Check which processes were running on the system when you took the memory dump using the linux_psaux plugin, you can find plugins by
$ python3 vol.py --info | grep linux_
This plugin is used to provide a full process listing of the system. Its output is approximately the same as would be obtained running the
ps -aux command via a terminal, The resulting output shown Everything in this list of processes appeared to be normal, with the exception of one process, specifically the very last process in the list. Its name of F00 is not a known standard Linux
Next we use linux_pslist This plugin prints the list of active processes starting from the
init_task symbol and walking the
task_struct->tasks linked list. It does not display the swapper process. If the DTB column is blank, the item is likely a kernel thread. Result the same numbers of processes were found using this plugin as with the previous plugin. Again,
the only process that did not appear to belong was F00, Next is dump the files for further analysis we utilize linux_lsof plugin which mimics the
lsof command on a live system. It prints the list of open file descriptors and their paths for each running process
Pid FD Path -------- -------- ---- 1 0 /dev/null 1 1 /dev/null 1 2 /dev/null
After we list the files and detect what we looking for by tracking down the suspicious process it’s time prints details of process memory, including heaps, stacks, and shared libraries linux_proc_maps This very powerful plugin can be used to learn important information about the underlying system as a whole
0x8050000-0x8051000 r-x 2777 /usr/F_00/F_00 0x8051000-0x8052000 rw- 4096 2777 /usr/F_00/F_00 0xb75d7000-0xb75d8000 rw- 0 0
What this plugin reveals about this process is the actual location of the files associated with
suspicious process F_00 specifically its actual location,
/usr/ also it is revealed by its permission of r-x. Interestingly, this process only relies on two libraries, whereas most system processes rely on many additional libraries, Finally it’s time time dump this process directly from the memory image, to do that let’s call linux_find_file This particular plugin can be used to not only dump pre-identified files from the memory image (using information obtained from other plugins) but it can also list all filesystem objects with an open handle in memory we can simply dump any target file with the argument
-F for example:
$ python3 vol.py ... linux_find_file -F “/usr/F_00/F_00” Inode Number Inode -------------------- --------------- 0161170 0xf $ python3 vol.py ... linux_find_file -i 0xf -O mal.elf
The “Inode” represents the location in memory where this specific “inode” is stored. With this information, the file “mal.elf” was generated and dumped from the memory image. The next step is to verify the hash of the file and check if there is a match in any malware database or perform further analysis on the binary.

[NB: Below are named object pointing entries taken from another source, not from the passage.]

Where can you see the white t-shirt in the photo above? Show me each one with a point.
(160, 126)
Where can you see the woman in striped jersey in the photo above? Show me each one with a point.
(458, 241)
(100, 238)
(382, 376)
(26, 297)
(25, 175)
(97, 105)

Of course, In the real world situation it won’t be this easy but hopefully you learned something about Volatility memory plugins and the tool itself and the possibility to not only identify it but also dump a suspect file, Additionally, it’s important to note that rootkits may create concealed network connections, a topic we can explore in a separate post focused on Analyzing Network Traffic.
Forensics is a fascinating field that delves into malware analysis and operating system internals. In this explanation, I aimed to simplify complex concepts and keep the post brief. However, certain aspects may still be unclear, so I provided reference links to various articles covering the fundamentals and tutorials on tools used in this context. Remember, this is just the 101 stuff there’s more to learn and I encourage to do more research.